The researchers observed that an actor started using domains like realstatistics[.]info to redirect visitors to EKs, with thousands of unique hits to this domain registered since early June. Starting with July, the realstatistics[.]pro domain also started to appear in logs, with both of them being injected as scripts into compromised websites, which results in drive-by attacks on browsers.
According to Forcepoint’s Nicholas Griffin, these domains are used as TDS, meaning that they can determine whether a target is of interest or not, thus applying selective redirection. These web-based gates redirect users to content depending on who they are, taking into consideration criteria such as geo-location, browser, operating system, and whether they’ve been already sent the malicious content.

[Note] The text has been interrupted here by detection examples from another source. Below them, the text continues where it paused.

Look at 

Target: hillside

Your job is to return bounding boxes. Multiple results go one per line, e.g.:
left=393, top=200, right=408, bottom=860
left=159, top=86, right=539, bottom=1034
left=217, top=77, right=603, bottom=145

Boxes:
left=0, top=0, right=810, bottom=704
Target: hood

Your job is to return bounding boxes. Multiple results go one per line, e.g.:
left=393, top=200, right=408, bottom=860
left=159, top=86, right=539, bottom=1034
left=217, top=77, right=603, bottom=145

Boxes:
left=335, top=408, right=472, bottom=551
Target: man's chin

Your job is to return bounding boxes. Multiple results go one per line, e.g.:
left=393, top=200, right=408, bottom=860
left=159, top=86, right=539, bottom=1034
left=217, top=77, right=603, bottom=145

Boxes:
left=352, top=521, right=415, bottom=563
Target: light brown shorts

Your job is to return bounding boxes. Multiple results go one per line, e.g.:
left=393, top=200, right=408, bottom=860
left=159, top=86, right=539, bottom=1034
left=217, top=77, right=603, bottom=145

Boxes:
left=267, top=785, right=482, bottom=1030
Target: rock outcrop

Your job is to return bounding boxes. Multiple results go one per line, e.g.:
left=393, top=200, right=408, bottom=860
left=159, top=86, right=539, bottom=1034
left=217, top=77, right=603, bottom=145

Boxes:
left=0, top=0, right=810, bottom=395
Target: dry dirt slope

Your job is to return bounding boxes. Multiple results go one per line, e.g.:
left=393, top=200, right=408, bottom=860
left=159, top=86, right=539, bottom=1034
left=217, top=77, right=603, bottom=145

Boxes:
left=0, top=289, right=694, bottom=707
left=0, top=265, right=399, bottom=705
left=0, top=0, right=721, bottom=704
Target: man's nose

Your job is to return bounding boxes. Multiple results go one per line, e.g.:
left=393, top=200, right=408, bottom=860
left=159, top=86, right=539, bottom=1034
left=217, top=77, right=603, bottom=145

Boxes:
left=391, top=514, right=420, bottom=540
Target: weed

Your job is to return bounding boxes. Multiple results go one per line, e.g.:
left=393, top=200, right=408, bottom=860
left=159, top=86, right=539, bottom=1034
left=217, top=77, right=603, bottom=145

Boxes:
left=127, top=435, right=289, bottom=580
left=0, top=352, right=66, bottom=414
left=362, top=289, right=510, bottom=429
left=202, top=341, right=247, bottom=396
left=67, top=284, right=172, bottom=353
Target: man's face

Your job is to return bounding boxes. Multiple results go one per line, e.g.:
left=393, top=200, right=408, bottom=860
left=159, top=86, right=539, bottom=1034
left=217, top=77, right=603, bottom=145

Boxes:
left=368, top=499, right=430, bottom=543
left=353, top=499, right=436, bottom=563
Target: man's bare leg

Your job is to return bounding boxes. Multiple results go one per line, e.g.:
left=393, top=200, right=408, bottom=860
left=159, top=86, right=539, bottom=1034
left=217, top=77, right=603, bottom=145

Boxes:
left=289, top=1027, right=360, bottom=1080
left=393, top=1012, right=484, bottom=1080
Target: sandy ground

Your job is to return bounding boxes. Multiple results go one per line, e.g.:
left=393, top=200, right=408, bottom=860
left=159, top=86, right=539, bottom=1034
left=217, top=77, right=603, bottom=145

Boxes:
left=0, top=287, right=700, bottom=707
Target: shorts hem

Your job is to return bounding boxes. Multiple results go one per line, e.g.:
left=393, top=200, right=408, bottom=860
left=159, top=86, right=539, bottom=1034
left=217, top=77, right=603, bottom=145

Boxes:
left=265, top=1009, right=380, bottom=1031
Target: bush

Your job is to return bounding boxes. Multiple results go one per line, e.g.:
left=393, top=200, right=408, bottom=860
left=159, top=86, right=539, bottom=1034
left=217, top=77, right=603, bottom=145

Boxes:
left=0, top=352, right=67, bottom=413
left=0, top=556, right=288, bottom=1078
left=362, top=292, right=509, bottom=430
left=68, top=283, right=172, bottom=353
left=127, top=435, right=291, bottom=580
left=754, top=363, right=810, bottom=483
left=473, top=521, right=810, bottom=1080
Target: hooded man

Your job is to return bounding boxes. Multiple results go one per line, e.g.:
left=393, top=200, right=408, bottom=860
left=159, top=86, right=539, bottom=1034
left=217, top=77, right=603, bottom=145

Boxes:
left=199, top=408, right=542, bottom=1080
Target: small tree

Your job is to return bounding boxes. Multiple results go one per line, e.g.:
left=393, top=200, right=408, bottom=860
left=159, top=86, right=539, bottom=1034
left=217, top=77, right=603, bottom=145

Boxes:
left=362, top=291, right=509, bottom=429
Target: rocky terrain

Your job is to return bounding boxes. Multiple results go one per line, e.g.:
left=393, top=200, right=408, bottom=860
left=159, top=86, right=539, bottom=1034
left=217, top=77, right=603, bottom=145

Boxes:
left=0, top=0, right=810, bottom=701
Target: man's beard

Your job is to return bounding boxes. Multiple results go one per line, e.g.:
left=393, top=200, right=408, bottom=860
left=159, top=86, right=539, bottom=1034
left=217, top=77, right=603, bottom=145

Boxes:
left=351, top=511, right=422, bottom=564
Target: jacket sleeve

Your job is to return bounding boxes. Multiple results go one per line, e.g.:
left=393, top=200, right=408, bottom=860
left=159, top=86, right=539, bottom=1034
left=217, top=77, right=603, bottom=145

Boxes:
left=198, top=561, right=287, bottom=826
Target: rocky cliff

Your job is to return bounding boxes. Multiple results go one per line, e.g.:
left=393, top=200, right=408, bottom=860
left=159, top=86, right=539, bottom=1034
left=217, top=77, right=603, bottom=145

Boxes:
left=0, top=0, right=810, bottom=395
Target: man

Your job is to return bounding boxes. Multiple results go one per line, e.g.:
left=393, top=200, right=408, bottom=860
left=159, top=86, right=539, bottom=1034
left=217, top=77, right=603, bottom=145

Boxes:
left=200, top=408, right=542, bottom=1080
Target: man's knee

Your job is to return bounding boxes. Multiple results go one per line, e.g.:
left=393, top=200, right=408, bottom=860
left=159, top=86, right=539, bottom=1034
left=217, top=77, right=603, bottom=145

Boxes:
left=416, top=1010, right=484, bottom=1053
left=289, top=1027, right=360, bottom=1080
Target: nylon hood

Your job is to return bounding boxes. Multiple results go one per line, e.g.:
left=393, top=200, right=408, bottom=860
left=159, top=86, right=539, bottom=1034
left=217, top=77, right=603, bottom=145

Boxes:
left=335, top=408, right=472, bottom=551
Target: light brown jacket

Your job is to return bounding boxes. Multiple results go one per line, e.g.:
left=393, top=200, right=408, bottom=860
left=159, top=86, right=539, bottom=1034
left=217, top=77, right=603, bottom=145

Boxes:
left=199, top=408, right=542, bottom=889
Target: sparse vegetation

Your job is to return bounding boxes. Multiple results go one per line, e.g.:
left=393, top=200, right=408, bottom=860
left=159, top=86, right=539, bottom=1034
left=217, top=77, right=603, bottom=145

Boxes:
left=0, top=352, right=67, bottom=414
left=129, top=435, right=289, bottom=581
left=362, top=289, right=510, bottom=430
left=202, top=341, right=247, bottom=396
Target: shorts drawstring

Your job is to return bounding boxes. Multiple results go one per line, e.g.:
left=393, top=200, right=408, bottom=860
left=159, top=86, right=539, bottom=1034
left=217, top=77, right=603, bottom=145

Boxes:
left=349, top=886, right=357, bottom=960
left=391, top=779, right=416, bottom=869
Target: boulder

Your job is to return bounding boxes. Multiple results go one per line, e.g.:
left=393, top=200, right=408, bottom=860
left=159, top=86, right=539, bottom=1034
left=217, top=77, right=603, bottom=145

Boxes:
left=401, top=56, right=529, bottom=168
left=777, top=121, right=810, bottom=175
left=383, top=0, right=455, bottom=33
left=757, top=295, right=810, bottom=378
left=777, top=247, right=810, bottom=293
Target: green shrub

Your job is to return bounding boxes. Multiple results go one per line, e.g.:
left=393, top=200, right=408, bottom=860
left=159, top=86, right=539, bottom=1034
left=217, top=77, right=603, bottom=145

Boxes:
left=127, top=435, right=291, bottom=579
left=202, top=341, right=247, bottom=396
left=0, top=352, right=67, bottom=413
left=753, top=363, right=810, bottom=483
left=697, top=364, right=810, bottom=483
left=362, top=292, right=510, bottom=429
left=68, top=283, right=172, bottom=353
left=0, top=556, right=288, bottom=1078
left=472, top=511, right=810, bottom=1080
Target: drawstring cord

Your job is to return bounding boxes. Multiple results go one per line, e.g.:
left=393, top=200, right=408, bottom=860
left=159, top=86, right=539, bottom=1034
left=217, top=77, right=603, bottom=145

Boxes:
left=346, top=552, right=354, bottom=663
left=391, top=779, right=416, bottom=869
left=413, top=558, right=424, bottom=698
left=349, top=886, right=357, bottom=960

While some of these TDSs are built for legitimate purposes, there are also those that serve malicious actors, and they often contain blacklists of IP ranges and ASNs that are not of interest. These usually include security vendors, search engines, and web scanning services, which makes it difficult for web crawlers to detect the malicious content, thus keeping the TDS up and running for longer.
The realstatistics[.]info redirection gate started being used in the beginning of June to send users to exploit kits, and researchers say that it was injected into many compromised websites. If the user is determined to be of interest, the script on the TDS inserts an iFrame to RIG or Neutrino, Griffin explains.
After the actor started using realstatistics[.]pro for similar purposes at the beginning of July, Forcepoint’s researcher started digging deeper, and he discovered numerous other domains registered by this actor: realanalytics[.]info; real-analytics[.]info; istatistics[.]info; adsstat[.]info; siteanalytics[.]pro; realanalytics[.]pro; webstatistics[.]pro; webstatisticspro[.]net; realtds[.]info; and realtds[.]pro.
The researcher also managed to associate these domains with three email addresses, namely jo.fisher000(at)gmail.com, jofisher000(at)gmail.com, and aleksei.rqbakov(ar)mail.ru. Three names also popped up, although they might be fake, the researcher says: Oskar Elbreht, Aleksei Rqbakov, and Dmitry Kibalchik. Moreover, the researcher discovered that the domains use realdns[.]xyz for their name-servers, which is another attacker controlled domain.
According to Griffin, the TDS was eventually identified as Blackhat-TDS, a malicious system that was detailed by French researcher Kafeine in 2014. The TDS emerged in December 2013 as a remake of Ninja TDS, and at the time the researcher observed it being advertised by an actor associated with many other tools.
The use of TDS to send users to malicious pages isn’t something new, especially when EKs are involved (Angler was seen abusing them before). Given that Angler’s led to a significant drop in EK traffic, the remaining threats appear determined to use all available tools to increase their presence on the market. Last week, Forcepoint’s researchers revealed that millions of Russian users were exposed to the SmokeLoader via RIG, after a popular Q&A and social networking site was compromised.